Monday, May 4, 2009

'Social Fascism'?

‘Social Fascism’?
It was fascinating, if at the same time nauseating, to listen to such as Jack Straw and John Prescott pronouncing in radio interviews that Labour Party members and ministers should ‘stop complaining and start campaigning’. If only there was something worth campaigning for. These two in particular might have made a start when they were in a position to do so by implementing the pre-1997 promise which Jack Straw broke, to abolish private prisons. In Prescott’s case returning the railways to public ownership when he had the opportunity would have been immensely popular and far cheaper, as it has turned out, than conducting criminal wars or stuffing with money the mouths of bankers responsible for the current financial meltdown.
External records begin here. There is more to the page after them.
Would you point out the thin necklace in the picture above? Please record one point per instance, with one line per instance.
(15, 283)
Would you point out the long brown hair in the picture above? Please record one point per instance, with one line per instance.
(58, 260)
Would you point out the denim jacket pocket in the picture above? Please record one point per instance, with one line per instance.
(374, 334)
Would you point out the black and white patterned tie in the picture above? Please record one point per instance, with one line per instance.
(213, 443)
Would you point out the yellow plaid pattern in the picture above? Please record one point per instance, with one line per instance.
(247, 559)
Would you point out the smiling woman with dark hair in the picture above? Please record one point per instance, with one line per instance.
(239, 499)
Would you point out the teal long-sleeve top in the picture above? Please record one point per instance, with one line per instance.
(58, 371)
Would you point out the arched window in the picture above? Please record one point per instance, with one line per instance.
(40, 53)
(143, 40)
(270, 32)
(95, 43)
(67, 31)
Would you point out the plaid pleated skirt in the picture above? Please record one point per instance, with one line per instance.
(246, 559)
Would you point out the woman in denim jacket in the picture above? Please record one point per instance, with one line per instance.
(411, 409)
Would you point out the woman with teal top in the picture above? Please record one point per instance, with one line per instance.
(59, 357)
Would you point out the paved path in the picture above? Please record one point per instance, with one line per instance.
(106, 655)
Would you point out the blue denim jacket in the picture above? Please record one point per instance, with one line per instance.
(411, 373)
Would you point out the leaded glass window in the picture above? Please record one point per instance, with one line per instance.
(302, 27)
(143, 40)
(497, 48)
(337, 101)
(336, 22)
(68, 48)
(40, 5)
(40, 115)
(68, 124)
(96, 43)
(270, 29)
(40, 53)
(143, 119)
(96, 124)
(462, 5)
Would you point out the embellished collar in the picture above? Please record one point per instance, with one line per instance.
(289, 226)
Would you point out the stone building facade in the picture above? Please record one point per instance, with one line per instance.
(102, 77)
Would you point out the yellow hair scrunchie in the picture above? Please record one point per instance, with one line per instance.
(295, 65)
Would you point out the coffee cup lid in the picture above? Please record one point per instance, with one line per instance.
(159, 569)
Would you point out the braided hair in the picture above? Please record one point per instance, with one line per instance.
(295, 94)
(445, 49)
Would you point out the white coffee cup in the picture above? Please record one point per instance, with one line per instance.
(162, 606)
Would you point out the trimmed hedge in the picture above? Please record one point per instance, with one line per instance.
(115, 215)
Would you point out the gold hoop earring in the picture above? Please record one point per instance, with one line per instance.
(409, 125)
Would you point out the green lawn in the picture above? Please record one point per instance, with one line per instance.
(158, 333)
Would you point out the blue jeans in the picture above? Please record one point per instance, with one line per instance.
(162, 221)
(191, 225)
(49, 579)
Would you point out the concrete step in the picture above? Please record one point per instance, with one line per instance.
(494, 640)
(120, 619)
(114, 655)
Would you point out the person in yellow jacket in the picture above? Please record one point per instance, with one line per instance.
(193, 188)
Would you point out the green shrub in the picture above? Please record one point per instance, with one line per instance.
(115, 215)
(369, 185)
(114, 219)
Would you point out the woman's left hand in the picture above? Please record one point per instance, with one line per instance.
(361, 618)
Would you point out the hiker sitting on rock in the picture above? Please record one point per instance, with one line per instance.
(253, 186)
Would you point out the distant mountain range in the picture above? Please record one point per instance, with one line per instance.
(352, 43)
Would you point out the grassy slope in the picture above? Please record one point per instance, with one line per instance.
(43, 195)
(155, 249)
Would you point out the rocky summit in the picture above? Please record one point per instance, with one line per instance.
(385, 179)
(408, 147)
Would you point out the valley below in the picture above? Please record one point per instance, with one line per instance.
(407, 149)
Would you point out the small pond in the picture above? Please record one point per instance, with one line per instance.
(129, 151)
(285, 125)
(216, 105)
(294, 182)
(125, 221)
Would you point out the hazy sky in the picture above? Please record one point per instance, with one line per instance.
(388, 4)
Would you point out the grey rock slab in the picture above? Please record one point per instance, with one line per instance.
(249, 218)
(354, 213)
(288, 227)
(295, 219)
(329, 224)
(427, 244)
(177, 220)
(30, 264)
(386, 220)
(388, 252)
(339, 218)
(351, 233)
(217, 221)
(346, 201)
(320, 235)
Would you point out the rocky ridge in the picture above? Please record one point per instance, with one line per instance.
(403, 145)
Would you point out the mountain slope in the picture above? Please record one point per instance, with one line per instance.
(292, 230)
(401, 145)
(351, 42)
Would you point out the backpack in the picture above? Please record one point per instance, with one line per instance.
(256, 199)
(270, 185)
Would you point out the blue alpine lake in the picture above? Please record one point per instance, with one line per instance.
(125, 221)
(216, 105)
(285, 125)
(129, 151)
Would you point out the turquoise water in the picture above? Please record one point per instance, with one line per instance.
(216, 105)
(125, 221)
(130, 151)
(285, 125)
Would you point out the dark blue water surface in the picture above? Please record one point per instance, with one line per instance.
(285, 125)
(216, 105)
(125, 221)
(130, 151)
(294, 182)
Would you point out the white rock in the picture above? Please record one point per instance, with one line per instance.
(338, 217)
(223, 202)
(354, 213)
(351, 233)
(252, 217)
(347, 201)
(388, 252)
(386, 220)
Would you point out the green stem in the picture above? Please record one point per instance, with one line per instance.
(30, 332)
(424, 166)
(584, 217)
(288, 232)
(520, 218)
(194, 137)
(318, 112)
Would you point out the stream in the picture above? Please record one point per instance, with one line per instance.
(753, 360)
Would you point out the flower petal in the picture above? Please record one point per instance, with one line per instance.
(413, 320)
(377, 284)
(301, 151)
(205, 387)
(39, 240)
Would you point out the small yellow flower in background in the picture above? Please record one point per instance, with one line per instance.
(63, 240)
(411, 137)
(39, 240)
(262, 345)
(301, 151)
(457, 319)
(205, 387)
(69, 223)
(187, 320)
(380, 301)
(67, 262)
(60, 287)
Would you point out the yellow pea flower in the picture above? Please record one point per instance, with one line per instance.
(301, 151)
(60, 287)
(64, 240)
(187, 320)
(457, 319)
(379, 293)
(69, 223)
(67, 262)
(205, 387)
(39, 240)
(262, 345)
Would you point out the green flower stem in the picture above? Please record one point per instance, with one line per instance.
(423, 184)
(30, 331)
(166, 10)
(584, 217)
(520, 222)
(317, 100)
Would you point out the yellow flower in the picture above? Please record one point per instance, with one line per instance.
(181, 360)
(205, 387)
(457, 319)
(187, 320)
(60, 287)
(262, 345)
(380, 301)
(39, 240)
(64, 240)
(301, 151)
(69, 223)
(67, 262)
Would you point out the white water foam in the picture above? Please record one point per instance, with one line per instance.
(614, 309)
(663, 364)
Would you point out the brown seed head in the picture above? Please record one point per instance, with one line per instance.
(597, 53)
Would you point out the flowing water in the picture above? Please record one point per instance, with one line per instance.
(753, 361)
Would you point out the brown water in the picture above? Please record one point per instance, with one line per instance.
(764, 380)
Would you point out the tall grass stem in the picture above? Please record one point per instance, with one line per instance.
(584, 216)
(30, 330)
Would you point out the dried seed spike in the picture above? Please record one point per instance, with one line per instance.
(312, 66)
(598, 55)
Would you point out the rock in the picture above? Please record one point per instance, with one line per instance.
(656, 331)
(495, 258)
Instead as the government and the party leadership unravels all we have is the announced determination to continue with a worse-than-Thatcherite agenda, in particular the intention of James Purnell, Secretary of State for Work and Pensions (who even looks like Alan B’Stard) to load intensified grief upon the victims of the government’s policies. The expenses claims scandals, the antics of Damien McBride and Derek Draper, hypocritically denounced by the leaders who hired and promoted them in full knowledge of their habits, are no aberration but indicative of the systemic rot and corruption at the heart of a so-called ‘Labour’ government. They are a bunch of scoundrels and conscienceless liars, total strangers to truth and integrity. As Lenin was fond of saying, the fish rots from the head down, or as Trotsky described the Tsarist court, a ‘leprous camarilla’ (though that is most unfair to lepers). In comparison they make Ramsay MacDonald look like a leader of exemplary principle.

Nor are these things, the foul economic policies and the festering corruption, by any means the worst of it. There is now a widespread recognition that Britain has been turned into a police state, characterised by arbitrary arrest, imprisonment without trial, official intimidation of political protest, creation of a general climate of fear and insecurity over mythical terrorist plots and the quiet establishment of CRS-style police units of professional sadists.

In the late twenties and early thirties the then Communist Party was – quite properly ¬– denounced for terming the Labour Party and government ‘social fascists’. Today the designation would be a lot more pertinent. The ultimate beneficiaries are likely to be the real fascists.